Sorry, but its most likely not going to work. 3/4" plywood will be no match for the warping power of the oak. Secondly, you probably will promote warp because the side with the plywood screwed to it will not dry as fast as the uncovered side. I'm pretty sure it will also mold on the plywood side. I would just cut them thicker than you need so you have sufficient material to machine off when you want to flatten them. Hope this helps.

Geoff


----------



## phinds (Mar 25, 2009)

Speaking from a point of view of almost pure ignorance, I'd guess that if they develop stress while drying then as soon as the plywood is unscrewed, they will move.


----------



## aardvark (Sep 29, 2011)

fromtheforty
Yeah, good points I hadn't considered. Thanks for that.
Would it be wise after cut and totally dried to back em up? I cannot see that big pieces of burl will ever be totally stable unless backed up in some manner. These would make nice table tops, and I would hate to see them cut into much smaller chunks.

phinds, 
I worry about em moving even after drying. Just due to changes in interior temps/humidity. Eventually all sides will be sealed.


----------



## klr650 (Apr 4, 2010)

I think as soon as you try to do anything with them they'll just warp anyway. If there's stress in them enough to cause them to warp, that stress won't just magically dissipate because they're dry.

The plywood will just promote rot, and slow down the drying process as was said earlier.

Let them do their thing, allow for waste. It may not be as bad as you think.


----------



## aardvark (Sep 29, 2011)

Probably right.
I know after dried I might back it with a few solid oak boards just to keep it semi stable.
Even if turned into table tops, you need runners under the main blank anyways. 
I have a very old cyprus table that is 2" thick, 20" wide, and it has bellied in the middle over time, with no supports.


----------



## oldmacnut (Dec 27, 2010)

While I am in far north texas, I shop at a small sawmill in Durant OK, first thing I would do, is ask those nice guys to put all that material in their kiln, next time they load it up.

You can try that method, ask your local sawmill to toss them in their kiln......

Sent from my SCH-I800 using Woodworking Talk


----------



## aardvark (Sep 29, 2011)

oldmacnut
Thanks.

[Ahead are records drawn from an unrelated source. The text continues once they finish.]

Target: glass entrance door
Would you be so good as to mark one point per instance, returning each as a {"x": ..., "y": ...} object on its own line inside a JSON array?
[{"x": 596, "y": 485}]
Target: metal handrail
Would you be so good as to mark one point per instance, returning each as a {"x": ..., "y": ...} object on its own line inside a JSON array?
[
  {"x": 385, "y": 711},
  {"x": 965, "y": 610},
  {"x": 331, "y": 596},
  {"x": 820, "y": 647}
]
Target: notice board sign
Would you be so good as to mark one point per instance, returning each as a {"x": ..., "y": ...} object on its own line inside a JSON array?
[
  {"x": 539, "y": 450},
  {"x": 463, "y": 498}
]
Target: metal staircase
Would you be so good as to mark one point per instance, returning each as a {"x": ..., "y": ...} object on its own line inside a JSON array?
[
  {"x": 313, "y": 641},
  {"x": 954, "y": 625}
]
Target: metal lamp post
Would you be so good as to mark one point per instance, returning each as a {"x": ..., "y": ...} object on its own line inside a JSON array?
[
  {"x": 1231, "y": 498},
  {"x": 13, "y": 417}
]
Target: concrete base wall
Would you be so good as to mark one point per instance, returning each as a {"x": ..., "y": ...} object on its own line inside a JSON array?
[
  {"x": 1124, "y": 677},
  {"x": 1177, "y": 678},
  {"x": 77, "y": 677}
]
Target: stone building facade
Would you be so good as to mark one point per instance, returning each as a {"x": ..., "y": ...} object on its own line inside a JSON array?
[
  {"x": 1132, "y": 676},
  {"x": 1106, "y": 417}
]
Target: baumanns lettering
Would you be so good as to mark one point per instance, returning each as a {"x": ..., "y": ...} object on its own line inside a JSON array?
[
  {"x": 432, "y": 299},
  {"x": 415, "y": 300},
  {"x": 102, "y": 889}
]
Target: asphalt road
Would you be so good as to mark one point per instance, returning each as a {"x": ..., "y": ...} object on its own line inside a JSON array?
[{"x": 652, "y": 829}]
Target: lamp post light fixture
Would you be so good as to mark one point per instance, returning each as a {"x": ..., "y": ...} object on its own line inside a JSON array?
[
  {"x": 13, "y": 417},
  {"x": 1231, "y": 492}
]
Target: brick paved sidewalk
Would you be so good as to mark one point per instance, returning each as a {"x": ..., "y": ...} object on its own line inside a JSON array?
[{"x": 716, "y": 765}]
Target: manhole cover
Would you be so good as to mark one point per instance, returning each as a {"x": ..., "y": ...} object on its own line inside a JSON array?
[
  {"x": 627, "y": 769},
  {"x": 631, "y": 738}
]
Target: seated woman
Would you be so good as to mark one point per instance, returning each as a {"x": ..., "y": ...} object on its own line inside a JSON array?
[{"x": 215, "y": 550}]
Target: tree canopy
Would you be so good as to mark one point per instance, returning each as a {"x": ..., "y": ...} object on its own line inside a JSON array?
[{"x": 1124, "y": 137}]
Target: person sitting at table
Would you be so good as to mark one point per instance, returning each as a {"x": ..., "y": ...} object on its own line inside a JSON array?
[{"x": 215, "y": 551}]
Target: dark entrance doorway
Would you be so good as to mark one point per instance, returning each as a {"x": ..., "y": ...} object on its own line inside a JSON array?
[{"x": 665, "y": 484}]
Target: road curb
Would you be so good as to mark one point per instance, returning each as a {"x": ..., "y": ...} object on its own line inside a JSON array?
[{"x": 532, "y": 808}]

I know how to set up a kin of sorts at home with a dehumidifier/fan setup(no heat), and I have a local mill that can do so as well.
I'm undecided if I want to send em out or attempt it myself, but that is being considered.
Currently I have hollow logs drying with small ceramic space heaters, no humidifier. It's working well, and some of the wood is quite thick. It's another option but the centers won't dry as fast as in a kiln. I'm going to have the mill cut em for me. They have a tall bandsaw, and I have no means of doing the cutting, so I guess I need to talk to the owner anyways.
Decisions, decisions.


----------



## oldmacnut (Dec 27, 2010)

Until I can get me a Laguna bandsaw (currently own a ridgid) I gave up on resawing, and large stuff just based on the major maintenance that saw requires just to try and do the job of a larger saw designed for what horrors I put it through.

Point is, just save yourself the headache, let them sawmill people treat that wood of yours nice and gently, so you get the most out of your stock.

Sent from my SCH-I800 using Woodworking Talk


----------



## TexasTimbers (Oct 17, 2006)

Hey oldmac are you referring to Gray's Sawmill in Durant? 

Where about are you? I'm in Fannin County south of Ivanhoe 'tween Sherman & Paris. 




.


----------



## aardvark (Sep 29, 2011)

I don't have the means, either for cutting, but drying and prepping isn't a big issues.


----------